Health insurance may cover some of the expenses associated with your health care costs, but there are certain out-of-pocket costs that you should be aware of:

  • Premiums refer to the monthly cost of your health insurance policy. This is what you pay the insurance company to keep the policy actively covering you. Costs typically go up as you get older due to a higher risk of health complications.
  • Deductibles are the amount of costs you must pay before the insurance begins paying for any of your costs, and is generally reset annually. This is inverse with your premiums; the higher the deductible the lower the premiums will be, and vice versa.
  • Co-payment is the amount you pay up front for certain health care (usually at a doctor’s office or pharmacy) when the service is received.
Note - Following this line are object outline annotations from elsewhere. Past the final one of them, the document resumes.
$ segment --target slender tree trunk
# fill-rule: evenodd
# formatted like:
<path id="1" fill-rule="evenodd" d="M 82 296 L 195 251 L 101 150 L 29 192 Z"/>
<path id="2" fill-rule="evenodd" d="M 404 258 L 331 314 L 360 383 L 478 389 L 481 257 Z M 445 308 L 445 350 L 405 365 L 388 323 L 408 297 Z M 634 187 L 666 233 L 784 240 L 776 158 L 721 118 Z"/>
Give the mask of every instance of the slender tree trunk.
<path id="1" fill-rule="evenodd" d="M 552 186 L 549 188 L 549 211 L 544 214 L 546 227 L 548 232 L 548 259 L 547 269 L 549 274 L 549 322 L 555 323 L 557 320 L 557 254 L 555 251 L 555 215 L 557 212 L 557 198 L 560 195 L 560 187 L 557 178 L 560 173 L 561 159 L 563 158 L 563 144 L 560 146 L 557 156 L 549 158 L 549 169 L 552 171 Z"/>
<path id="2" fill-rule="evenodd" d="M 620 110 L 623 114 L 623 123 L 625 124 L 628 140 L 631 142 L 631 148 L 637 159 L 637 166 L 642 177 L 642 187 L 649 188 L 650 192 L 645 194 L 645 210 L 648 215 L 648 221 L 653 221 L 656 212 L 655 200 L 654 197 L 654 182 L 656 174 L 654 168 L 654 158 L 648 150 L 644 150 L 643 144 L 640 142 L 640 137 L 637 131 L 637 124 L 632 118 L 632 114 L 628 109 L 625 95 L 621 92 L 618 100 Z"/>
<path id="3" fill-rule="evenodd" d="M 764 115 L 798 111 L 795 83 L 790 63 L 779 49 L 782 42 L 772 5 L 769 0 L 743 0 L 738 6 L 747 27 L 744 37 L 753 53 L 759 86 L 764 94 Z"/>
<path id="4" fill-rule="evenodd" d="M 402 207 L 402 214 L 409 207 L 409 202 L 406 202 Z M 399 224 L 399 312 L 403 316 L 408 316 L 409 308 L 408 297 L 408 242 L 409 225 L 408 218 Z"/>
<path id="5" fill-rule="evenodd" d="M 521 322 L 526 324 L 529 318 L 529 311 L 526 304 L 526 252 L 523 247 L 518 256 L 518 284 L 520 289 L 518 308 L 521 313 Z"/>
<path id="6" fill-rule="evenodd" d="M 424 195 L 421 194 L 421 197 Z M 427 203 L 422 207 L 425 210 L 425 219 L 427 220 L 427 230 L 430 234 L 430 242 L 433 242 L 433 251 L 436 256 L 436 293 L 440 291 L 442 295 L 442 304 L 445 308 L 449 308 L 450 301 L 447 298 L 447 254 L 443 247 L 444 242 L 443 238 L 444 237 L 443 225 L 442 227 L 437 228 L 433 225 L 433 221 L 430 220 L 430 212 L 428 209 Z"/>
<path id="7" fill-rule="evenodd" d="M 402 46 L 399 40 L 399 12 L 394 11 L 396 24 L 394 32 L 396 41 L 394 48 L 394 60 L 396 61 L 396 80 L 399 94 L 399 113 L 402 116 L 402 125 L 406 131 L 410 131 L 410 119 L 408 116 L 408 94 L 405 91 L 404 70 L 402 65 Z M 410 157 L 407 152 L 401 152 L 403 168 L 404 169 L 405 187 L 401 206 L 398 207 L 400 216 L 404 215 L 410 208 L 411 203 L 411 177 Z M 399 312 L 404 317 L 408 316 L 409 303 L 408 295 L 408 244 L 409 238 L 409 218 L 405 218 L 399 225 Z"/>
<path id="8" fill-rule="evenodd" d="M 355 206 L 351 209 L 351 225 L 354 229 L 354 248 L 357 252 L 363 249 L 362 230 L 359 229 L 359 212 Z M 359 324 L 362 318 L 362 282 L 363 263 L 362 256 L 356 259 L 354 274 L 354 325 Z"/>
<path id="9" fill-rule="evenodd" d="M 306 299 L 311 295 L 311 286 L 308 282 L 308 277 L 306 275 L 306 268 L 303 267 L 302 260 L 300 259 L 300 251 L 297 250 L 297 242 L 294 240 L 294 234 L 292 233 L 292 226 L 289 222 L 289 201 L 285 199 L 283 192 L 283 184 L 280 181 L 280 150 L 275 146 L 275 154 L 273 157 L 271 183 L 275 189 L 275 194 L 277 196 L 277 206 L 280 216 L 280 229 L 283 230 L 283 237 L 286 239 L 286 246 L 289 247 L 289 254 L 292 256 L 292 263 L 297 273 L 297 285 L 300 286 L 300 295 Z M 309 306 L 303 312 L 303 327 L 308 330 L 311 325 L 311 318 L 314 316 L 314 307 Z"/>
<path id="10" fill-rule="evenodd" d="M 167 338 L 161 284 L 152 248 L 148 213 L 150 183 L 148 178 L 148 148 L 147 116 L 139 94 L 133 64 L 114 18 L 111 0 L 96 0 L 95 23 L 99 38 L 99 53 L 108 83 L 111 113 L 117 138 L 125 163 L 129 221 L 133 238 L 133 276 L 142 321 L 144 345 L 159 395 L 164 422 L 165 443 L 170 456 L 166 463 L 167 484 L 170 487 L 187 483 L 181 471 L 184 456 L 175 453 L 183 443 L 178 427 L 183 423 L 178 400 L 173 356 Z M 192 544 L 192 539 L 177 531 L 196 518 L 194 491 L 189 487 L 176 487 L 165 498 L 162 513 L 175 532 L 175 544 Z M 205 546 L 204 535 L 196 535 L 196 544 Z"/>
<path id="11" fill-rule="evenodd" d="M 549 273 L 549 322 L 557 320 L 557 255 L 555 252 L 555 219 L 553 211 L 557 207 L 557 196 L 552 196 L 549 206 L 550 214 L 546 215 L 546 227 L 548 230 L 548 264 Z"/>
The insurance pays the remaining costs.
  • Coinsurance is the percent of medical costs you must pay after your deductible if met. For example, after you meet your deductible you may still have to pay 20% for costs while your insurance pays the other 80%. So if you have an expense of $1,000 you will pay $200 and insurance will cover the other $800.

Other Provisions

Other provisions also exist in some health insurance policies. The following is by no means comprehensive as there are too many to list here, but some of the most common provisions include:

  • Exclusions place limitations on certain items. Usually things such as non-necessary cosmetic surgeries are excluded from your insurance.
  • Maximum Out-of-Pocket is the maximum amount of money you will have to pay between deductibles and coinsurance. Once this dollar amount is reached, the insurance will pay 100% of expenses for the remainder of the period. 
  • Maximum Lifetime Payout is the maximum total amount the insurance will pay throughout your life. 
  • Riders/Endorsements refer to additional features you can add to your policy. An example of this could be a maternity rider to provide additional coverage specific to pregnancies.

Understanding the details of your health insurance policy options is crucial to making the best choice in coverage for your overall financial well-being. Making an uninformed decision can cost you a lot of money in the long run, so make sure to carefully analyze your health insurance choices in tandem with your health care needs.